Have any of you bought the replacement nibs from a.s. for the baron? I was wanting to try some things with the nib sections and grip but when i looked at the picture on a.s. the nib section looks like it is minus the grip part. Just the feed section and nib.


----------



## mrcook4570 (Apr 15, 2008)

It is without the metal sleeve.


----------



## jeffj13 (Apr 15, 2008)

I haven't bought one, but you are correct.  The section is not included.  All you need to do is unscrew the old nib and screw in the new one.

jeff


----------



## Texatdurango (Apr 15, 2008)

If you wanted to modify some nib jackets for the Baron, I would order either the BHW-706, BHW-707, BHW-708, which are also shown on the A/S page.  

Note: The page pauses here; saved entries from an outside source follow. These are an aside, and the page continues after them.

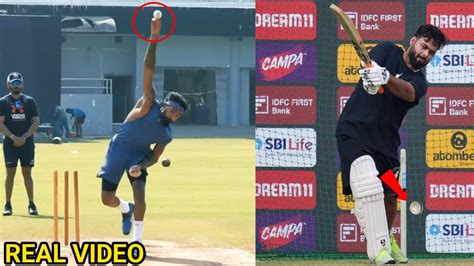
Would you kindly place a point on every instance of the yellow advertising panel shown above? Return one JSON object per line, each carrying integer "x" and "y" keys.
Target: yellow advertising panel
{"x": 453, "y": 148}
{"x": 348, "y": 63}
{"x": 346, "y": 202}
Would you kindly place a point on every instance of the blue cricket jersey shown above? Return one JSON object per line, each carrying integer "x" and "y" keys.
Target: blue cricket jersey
{"x": 141, "y": 133}
{"x": 375, "y": 120}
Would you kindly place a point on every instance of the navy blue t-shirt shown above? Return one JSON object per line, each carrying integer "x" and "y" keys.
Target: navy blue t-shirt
{"x": 375, "y": 119}
{"x": 18, "y": 113}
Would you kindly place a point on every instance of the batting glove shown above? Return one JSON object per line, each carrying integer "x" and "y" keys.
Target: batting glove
{"x": 375, "y": 75}
{"x": 370, "y": 89}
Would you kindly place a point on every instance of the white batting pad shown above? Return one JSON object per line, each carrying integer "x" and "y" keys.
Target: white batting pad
{"x": 367, "y": 192}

I am not constrained by the kit female threaded part so make the entire housing including new threads but you can do something similar and still use your stock male threads.  I have a photo in my album that shows one way that I modify my nib holders, it might give you some ideas.

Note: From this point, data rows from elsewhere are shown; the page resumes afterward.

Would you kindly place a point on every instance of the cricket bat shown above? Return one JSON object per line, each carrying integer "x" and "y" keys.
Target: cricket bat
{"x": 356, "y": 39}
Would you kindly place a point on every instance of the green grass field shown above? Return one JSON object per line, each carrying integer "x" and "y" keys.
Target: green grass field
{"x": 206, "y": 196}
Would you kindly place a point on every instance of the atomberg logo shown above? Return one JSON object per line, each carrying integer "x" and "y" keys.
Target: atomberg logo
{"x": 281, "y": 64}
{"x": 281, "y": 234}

http://www.penturners.org/forum/photo_album_view.asp?cname=Tools and ideas&mid=3891&cid=5052


----------



## BrentK (Apr 15, 2008)

Get in touch with DCBluesman here on the forum. I have ordered nibs from him. He is very informative when it comes to fountain pens he helped me alot and his products are second to none.


----------



## sparhawk (Apr 16, 2008)

Thanks Tex ,that was what i was thinking about but didnt want to screw up a pen doin it and then not be able to replace it if the nib kit was different. Thanks for the help.


----------



## Chuck Key (Apr 16, 2008)

Ok, are we saying that threads on this part 





 on the baron and the CSU item are the same?


----------



## Texatdurango (Apr 16, 2008)

> _Originally posted by Chuck Key_
> 
> Ok, are we saying that threads on this part
> 
> ...


I wouldn't know about the small threads on the feed housing since I have never purchased a Baron fountain pen to compare.  The threads on the outer jacket are the same though... OR at least close enough that the Craft Supply nib holders thread nicely into a Baron lower body.  

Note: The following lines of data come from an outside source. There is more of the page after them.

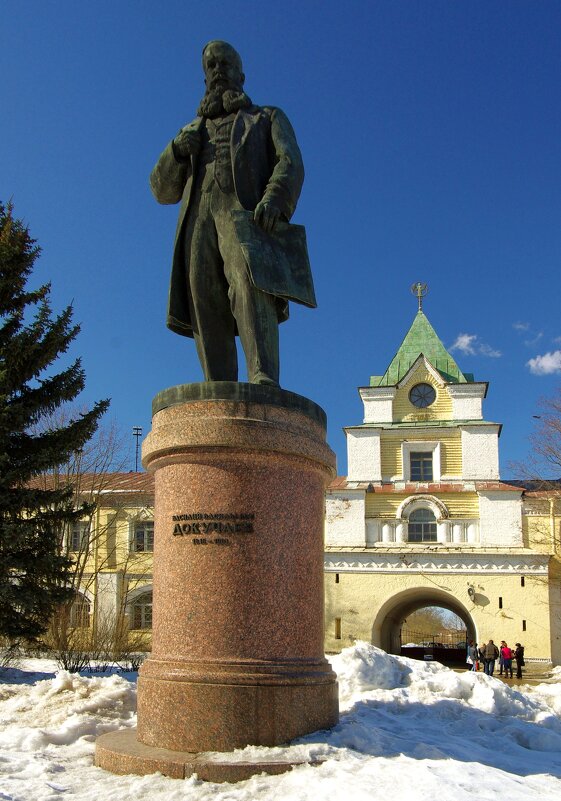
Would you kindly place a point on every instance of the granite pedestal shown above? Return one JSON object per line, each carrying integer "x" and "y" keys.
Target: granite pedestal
{"x": 237, "y": 645}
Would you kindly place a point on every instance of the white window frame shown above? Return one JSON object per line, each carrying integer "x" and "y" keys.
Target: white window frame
{"x": 82, "y": 530}
{"x": 136, "y": 524}
{"x": 137, "y": 602}
{"x": 407, "y": 448}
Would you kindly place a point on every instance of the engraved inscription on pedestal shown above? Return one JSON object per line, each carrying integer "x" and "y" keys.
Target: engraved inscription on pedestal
{"x": 212, "y": 528}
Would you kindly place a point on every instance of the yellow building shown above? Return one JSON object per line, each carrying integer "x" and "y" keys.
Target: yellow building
{"x": 423, "y": 519}
{"x": 112, "y": 552}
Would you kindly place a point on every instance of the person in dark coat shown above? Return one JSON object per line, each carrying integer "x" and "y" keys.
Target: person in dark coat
{"x": 519, "y": 656}
{"x": 234, "y": 157}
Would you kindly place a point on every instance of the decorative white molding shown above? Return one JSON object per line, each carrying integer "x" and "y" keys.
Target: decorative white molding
{"x": 345, "y": 518}
{"x": 414, "y": 562}
{"x": 378, "y": 403}
{"x": 420, "y": 447}
{"x": 467, "y": 400}
{"x": 480, "y": 452}
{"x": 408, "y": 505}
{"x": 364, "y": 454}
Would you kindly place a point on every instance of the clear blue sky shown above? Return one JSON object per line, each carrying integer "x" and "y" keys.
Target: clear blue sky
{"x": 431, "y": 136}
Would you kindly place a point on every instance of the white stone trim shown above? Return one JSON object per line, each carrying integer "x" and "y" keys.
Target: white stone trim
{"x": 480, "y": 452}
{"x": 500, "y": 515}
{"x": 364, "y": 454}
{"x": 467, "y": 400}
{"x": 422, "y": 447}
{"x": 408, "y": 505}
{"x": 378, "y": 403}
{"x": 410, "y": 561}
{"x": 345, "y": 518}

I have modified the jackets of several $4.50 replacement holders from Craft Supply and they thread right onto a Baron body.  I would bet that one could take the replacement holders A/S sells, that I mentioned in an earlier post, and screw them right into Jr Gent bodies as well!


----------



## DCBluesman (Apr 16, 2008)

Yes, they share the same threading.


----------



## Chuck Key (Apr 16, 2008)

Lou, are you saying yes to my question or confirming Georges statments.  Still confused.

Chuckie


----------



## DCBluesman (Apr 16, 2008)

You can take the black plastic housing pictured, including the feed and nib if desired, from a Baron and put it in the metal section for the Jr. Gent II and vice versa.  The parts are slightly different, but the threading is the same.  More clear?


----------



## Chuck Key (Apr 16, 2008)

> _Originally posted by DCBluesman_
> 
> You can take the black plastic housing pictured, including the feed and nib if desired, from a Baron and put it in the metal section for the Jr. Gent II and vice versa.  The parts are slightly different, but the threading is the same.  More clear?



Yes, very clear and greatly appreciated.  Thank you.


----------